Ligou o monstro e logo se abriu na tela uma daquelas caixas de letrinhas miúdas
que tanto o aterrorizavam. Como temia, a manobra não deu certo. Carminha, que
às vezes o ajudava com o computador, estava dormindo, melhor seria ligar para
um dos filhos. Júlio. Júlio já estaria acordado àquela hora. Se ainda usasse a velha Olivetti, nada disso
aconteceria.
Catou
a agenda dos telefones na gavetinha de Carminha, correu o dedo até o J e procurou
pelo nome do filho, com alguma dificuldade, pois não lembrava onde tinha
deixado os óculos.
Havia
lá três números, dois deles riscados. Fixou-se no terceiro, exercitando
distâncias para ajustar o foco, e anotou num papelucho os oito dígitos em letra bem grande, para facilitar. Encontrou sem sinal o telefone fixo, totalmente
mudo.
Voltou ao escritório e procurou pelo celular, que não costumava usar.
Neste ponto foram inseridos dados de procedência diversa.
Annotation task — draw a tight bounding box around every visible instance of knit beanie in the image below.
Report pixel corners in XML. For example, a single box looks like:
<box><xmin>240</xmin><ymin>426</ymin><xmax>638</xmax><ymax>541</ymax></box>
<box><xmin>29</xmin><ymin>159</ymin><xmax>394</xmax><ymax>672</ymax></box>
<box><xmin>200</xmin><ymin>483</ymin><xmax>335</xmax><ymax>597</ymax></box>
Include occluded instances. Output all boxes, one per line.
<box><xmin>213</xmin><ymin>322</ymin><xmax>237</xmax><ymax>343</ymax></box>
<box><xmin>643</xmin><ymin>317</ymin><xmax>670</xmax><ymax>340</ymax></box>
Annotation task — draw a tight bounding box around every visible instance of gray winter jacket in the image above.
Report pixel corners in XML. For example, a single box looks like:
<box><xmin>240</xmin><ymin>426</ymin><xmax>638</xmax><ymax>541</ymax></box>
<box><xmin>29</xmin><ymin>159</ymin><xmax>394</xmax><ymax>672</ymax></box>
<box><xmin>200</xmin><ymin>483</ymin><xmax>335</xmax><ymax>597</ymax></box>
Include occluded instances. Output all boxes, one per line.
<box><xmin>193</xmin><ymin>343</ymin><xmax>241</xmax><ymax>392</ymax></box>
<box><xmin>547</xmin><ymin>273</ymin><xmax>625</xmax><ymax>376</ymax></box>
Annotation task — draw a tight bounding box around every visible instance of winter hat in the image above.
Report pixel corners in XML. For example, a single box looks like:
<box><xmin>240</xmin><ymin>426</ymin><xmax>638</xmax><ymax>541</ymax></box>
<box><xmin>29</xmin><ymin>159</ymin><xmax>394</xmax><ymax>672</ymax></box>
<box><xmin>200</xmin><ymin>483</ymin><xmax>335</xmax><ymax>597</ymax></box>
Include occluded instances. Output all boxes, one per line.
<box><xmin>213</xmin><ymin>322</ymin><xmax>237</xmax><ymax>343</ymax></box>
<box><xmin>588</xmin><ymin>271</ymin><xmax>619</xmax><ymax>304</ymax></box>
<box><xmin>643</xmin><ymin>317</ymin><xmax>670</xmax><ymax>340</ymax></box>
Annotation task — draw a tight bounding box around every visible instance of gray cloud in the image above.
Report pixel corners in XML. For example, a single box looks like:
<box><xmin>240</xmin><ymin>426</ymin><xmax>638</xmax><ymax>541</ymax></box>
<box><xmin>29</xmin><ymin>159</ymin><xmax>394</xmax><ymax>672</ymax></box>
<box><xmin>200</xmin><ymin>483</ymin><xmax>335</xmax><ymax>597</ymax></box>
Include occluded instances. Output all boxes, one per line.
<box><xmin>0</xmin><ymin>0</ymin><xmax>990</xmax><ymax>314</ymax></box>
Encontrou-o também sem vida em sua caixa original. Ligou-o à tomada mais
próxima e deixou-o carregando. Tinha de esperar umas duas horas até poder
usá-lo. O Júlio havia ensinado assim: usar sempre até o final da carga e depois
recarregá-lo até o fim para preservar a bateria. Se é que não estava
confundindo tudo.
Retornou
à sala de jantar, encheu uma cuia de mate e tomou o primeiro junto à pia do
lavabo, cuspindo nela cada sorvo dado, pois não gostava de mate frio. Carminha
iria depois reclamar das manchas na bancada. Paciência. Serviu-se de um segundo
mate e topou com o que temia: estava desagradavelmente morno. Diabo de chaleira
elétrica!
Sem
Salete e sem Carminha, seria muito trabalho preparar um café. Resolveu calçar
os tênis e dar uma esticada nas pernas, aproveitando a rua a salvo da fumaceira
dos automóveis. Comeria mais tarde. Foi até o quarto para pegar os calçados e
uma jaqueta que o protegesse do frio, evitando olhar para a tevê que Carminha
deixara acesa e muda por toda a noite, como sempre fazia, pois àquela hora o noticioso
só falava de crimes, vendavais ou inundações.
O
relógio de parede, na cozinha, marcava sete horas. Na tabela na porta da
geladeira, conferiu o horário dos remédios, os dele em azul, os da velha em
vermelho. Logo seria a hora do diurético. Nunca lembrava se tomava inteiro ou só
a metade do comprimido. Resgatou a caixinha lilás da cesta dos remédios, tinha
quase certeza que era ela. Enfiou uma drágea na boca e engoliu-a em seco.
Apoiado
na bengala, sua aquisição mais recente, baixou ao térreo pelas escadas, pois não lembrava a senha do elevador. Cumprimentou
o porteiro do risinho irônico e saiu para a rua manquitolando um pouco. Nos
dias frescos, parecia que a prótese do joelho custava a engrenar.
Hora
dos outros irem para o trabalho: caixeiras arrumadinhas, barbados de terno e gravata,
homens com jaleco de empresas, garotos de bermudas caídas, mulheres protegendo
do vento as saias, servidores do hospital vizinho em uniforme verde-claro,
todos apressados para chegar ao serviço ou à escola. Ou fugir do trabalho, no
caso dos seguranças em final de turno.
A
rua ainda não estava trancada, mas os ônibus paravam lotados nos pontos de
embarque, levantando nuvens de poeira e folhas secas. Camionetes de entregas
eram carregadas. Carrinhos de mão cruzavam o caminho em frente ao prédio em
construção. Mangueiras lavavam a urina grudenta das calçadas. Os comerciantes preparavam-se
para a longa jornada do dia. Seria quarta ou quinta?
Apalpou
os bolsos e encontrou um pequeno maço de notas, a niqueleira de couro e a
carteira de identidade. Avaliou a distância do mercado público e resolveu tomar
café no bar do seu Onofre. Sentiu-se capaz. Pegar um táxi seria jogar dinheiro
fora. Então se misturou à fauna desatinada e se foi avenida abaixo, como se
fosse normal caminhar até o Centro. Para isso, não precisava apertar botões. Jogou-se
decidido e manco na correnteza do dia.